Pero, ¿Cuál es la explicación de este fenómeno? 

La piel está formada por tres capas: la epidermis o capa exterior, la dermis y la hipodermis. Esta última a su vez está formada por las glándulas sudoríparas, el tejido graso, los bulbos pilosos y una fina capa muscular denominada musculus erector Pili, comúnmente conocido como el músculo erector del pelo o músculo horripilante.

Es este último justamente el músculo que ocasiona el fenómeno de “la piel de gallina”.

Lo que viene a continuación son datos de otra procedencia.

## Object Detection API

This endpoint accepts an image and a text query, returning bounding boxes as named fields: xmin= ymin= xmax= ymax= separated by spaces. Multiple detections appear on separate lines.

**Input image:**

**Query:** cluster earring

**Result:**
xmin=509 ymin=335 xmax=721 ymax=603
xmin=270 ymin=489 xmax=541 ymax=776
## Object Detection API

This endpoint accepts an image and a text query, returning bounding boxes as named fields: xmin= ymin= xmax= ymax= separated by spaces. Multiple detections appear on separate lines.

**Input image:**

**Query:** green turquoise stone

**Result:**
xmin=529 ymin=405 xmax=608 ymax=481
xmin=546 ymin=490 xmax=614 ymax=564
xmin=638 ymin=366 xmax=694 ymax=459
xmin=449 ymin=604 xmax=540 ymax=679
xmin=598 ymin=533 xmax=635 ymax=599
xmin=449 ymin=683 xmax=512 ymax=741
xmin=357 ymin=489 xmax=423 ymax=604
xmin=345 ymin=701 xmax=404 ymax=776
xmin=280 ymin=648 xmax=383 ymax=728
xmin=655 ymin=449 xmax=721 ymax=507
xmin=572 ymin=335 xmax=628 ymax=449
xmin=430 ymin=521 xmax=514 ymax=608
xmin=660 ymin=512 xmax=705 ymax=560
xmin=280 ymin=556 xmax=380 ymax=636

El musculus erector Pili, que se encuentra muy próximo a la raíz del vello es sensible ante estímulos como el frío o la adrenalina (segregada en estados de miedo, ira, emoción, placer…) y al recibir la orden del sistema nervioso, se contrae, provocando el erizamiento del pelo, a este fenómeno  se lo denomina fenómeno pilomotor o la piloerección. Por otro lado también se dilatan los poros, conduciendo más sangre a las zonas enfriadas, esto es lo que da la apariencia de “la piel de gallina”.

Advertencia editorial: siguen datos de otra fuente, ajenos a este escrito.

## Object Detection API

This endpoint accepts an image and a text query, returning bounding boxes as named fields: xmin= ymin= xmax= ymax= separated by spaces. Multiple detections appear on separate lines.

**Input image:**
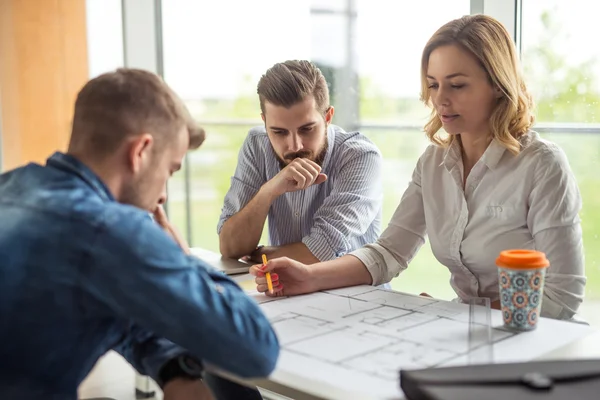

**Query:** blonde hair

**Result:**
xmin=421 ymin=14 xmax=534 ymax=154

En este punto nos podríamos preguntar, ¿y qué sentido tiene este fenómeno fisiológico? La respuesta es bien sencilla: Se ha descubierto que este reflejo tiene su origen en la parte más antigua de nuestro cerebro, por lo que de alguna manera nos demuestra que todavía somos unos “animales muy primitivos”. En la especie humana es un mecanismo que no tiene ya utilidad y se puede considerar residual, pero en nuestros ancestros peludos, al igual que en muchos de los animales tenía un solo motivo el hecho de erizar el pelo:

Por un lado, cuando hace frío los animales “abultan” su pelaje o sus plumas, por lo que los pelos erectos sirven como mecanismo para una mejor protección ante las bajas temperaturas. Por otro lado, ante situaciones de estrés, cuando se sienten invadidos o atacados, al erizar sus pelos  parecen más grandes, fuertes o aterradores intimidando al adversario, por lo que era una adaptación para mecanismos de defensa.  De ahí que se nos erice la piel cuando sentimos miedo o terror.